The proposal that Yale accepted for the implementation of Project Open Book will provide at the end of three phases a conversion subsystem, browsing stations distributed on the campus network within the Yale Library, a subsystem for storing 10,000 books at 200 and 600 dots per inch, and network access to the image printers. Pricing for the system implementation assumes the existence of Yale's campus ethernet network and its high-speed image printers, and includes other requisite hardware and software, as well as system integration services. Proposed operating costs include hardware and software maintenance, but do not include estimates for the facilities management of the storage devices and image servers.
Yale selected its vendor partner in a formal process, partly funded by the Commission for Preservation and Access. Following a request for proposal, the Yale Library selected two vendors as finalists to work with Yale staff to generate a detailed analysis of requirements for Project Open Book. Each vendor used the results of the requirements analysis to generate and submit a formal proposal for the entire project.
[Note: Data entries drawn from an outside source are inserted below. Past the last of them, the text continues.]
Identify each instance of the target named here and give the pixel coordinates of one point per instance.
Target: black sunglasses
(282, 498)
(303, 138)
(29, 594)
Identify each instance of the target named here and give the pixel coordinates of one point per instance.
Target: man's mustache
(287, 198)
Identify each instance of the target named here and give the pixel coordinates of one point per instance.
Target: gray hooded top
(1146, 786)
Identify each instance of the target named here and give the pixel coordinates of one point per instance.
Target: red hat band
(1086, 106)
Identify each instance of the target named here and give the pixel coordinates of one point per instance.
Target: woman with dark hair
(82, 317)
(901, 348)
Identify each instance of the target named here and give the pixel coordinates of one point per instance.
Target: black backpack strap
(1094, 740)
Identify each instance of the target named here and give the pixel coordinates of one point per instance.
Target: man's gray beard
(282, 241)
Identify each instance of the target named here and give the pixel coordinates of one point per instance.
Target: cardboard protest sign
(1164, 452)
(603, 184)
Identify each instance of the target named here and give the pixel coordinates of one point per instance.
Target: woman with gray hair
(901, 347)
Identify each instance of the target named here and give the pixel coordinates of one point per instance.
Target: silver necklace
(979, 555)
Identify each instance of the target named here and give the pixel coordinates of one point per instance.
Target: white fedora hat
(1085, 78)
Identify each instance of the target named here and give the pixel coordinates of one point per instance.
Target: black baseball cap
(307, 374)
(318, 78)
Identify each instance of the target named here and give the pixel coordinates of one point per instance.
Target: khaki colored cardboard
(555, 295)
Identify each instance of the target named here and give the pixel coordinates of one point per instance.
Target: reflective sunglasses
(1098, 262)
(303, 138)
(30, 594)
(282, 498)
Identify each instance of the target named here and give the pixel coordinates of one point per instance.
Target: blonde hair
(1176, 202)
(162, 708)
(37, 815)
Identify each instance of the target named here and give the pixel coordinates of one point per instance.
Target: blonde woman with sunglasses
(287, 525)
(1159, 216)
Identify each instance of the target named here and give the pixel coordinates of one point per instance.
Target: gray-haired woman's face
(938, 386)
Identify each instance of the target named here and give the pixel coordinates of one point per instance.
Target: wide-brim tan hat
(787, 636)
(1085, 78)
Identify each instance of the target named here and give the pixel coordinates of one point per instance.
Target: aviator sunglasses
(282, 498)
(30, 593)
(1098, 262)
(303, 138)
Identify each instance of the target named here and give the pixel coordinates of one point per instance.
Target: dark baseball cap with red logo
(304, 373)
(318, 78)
This competitive process not only enabled the Yale Library to select its primary vendor partner but also revealed much about the state of the imaging industry, about the varying, corporate commitments to the markets for imaging technology, and about the varying organizational dynamics through which major companies are responding to and seeking to develop these markets.
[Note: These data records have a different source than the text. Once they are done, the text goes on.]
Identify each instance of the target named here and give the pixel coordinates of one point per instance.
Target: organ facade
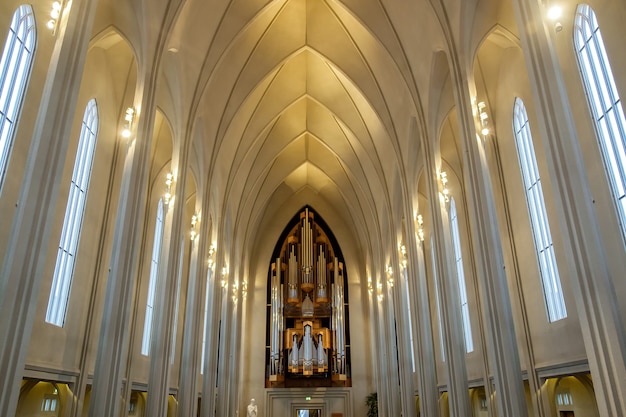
(307, 323)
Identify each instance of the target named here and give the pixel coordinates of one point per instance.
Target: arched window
(604, 102)
(433, 262)
(553, 293)
(154, 272)
(73, 221)
(207, 294)
(458, 259)
(15, 66)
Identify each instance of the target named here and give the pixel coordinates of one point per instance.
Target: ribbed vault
(293, 96)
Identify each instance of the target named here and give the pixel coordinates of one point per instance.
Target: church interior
(312, 208)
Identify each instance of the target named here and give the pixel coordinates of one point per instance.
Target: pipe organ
(307, 335)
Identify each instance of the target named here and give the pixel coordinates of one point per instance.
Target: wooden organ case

Project Open Book is focused specifically on the conversion of images from microfilm to digital form. The technology for scanning microfilm is readily available but is changing rapidly. In its project requirements, the Yale Library emphasized features of the technology that affect the technical quality of digital image production and the costs of creating and storing the image library: What levels of digital resolution can be achieved by scanning microfilm? How does variation in the quality of microfilm, particularly in film produced to preservation standards, affect the quality of the digital images? What technologies can an operator effectively and economically apply when scanning film to separate two-up images and to control for and correct image imperfections? How can quality control best be integrated into digitizing work flow that includes document indexing and storage?
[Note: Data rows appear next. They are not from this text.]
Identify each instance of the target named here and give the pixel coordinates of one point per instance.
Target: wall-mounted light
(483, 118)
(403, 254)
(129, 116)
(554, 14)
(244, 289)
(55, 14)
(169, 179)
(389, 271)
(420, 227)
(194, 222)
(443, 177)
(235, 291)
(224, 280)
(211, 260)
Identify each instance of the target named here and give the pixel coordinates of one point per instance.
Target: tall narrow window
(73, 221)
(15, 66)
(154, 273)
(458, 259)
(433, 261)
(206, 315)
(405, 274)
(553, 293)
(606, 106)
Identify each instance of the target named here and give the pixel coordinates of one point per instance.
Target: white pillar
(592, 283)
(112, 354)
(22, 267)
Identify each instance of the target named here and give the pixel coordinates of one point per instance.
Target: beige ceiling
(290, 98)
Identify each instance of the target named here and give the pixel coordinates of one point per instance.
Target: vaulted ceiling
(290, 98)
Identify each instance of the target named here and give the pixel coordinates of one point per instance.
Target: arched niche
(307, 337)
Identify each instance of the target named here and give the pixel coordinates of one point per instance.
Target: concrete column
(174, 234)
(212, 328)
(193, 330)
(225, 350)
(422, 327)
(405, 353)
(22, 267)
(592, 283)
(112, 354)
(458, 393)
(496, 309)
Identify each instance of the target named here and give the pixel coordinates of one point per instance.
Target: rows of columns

The actual and expected uses of digital images—storage, browsing, printing, and OCR—help determine the standards for measuring their quality. Browsing is especially important, but the facilities available for readers to browse image documents is perhaps the weakest aspect of imaging technology and most in need of development. As it defined its requirements, the Yale Library concentrated on some fundamental aspects of usability for image documents: Does the system have sufficient flexibility to handle the full range of document types, including monographs, multi-part and multivolume sets, and serials, as well as manuscript collections? What conventions are necessary to identify a document uniquely for storage and retrieval? Where is the database of record for storing bibliographic information about the image document? How are basic internal structures of documents, such as pagination, made accessible to the reader? How are the image documents physically presented on the screen to the reader?
The Yale Library designed Project Open Book on the assumption that microfilm is more than adequate as a medium for preserving the content of deteriorated library materials. As planning in the project has advanced, it is increasingly clear that the challenge of digital image technology and the key to the success of efforts like Project Open Book is to provide a means of both preserving and improving access to those deteriorated materials.
SESSION IV-B
George THOMA
In the use of electronic imaging for document preservation, there are several issues to consider, such as: ensuring adequate image quality, maintaining substantial conversion rates (through-put), providing unique identification for automated access and retrieval, and accommodating bound volumes and fragile material.
To maintain high image quality, image processing functions are required to correct the deficiencies in the scanned image. Some commercially available systems include these functions, while some do not. The scanned raw image must be processed to correct contrast deficiencies— both poor overall contrast resulting from light print and/or dark background, and variable contrast resulting from stains and bleed-through. Furthermore, the scan density must be adequate to allow legibility of print and sufficient fidelity in the pseudo-halftoned gray material. Borders or page-edge effects must be removed for both compactibility and aesthetics. Page skew must be corrected for aesthetic reasons and to enable accurate character recognition if desired. Compound images consisting of both two-toned text and gray-scale illustrations must be processed appropriately to retain the quality of each.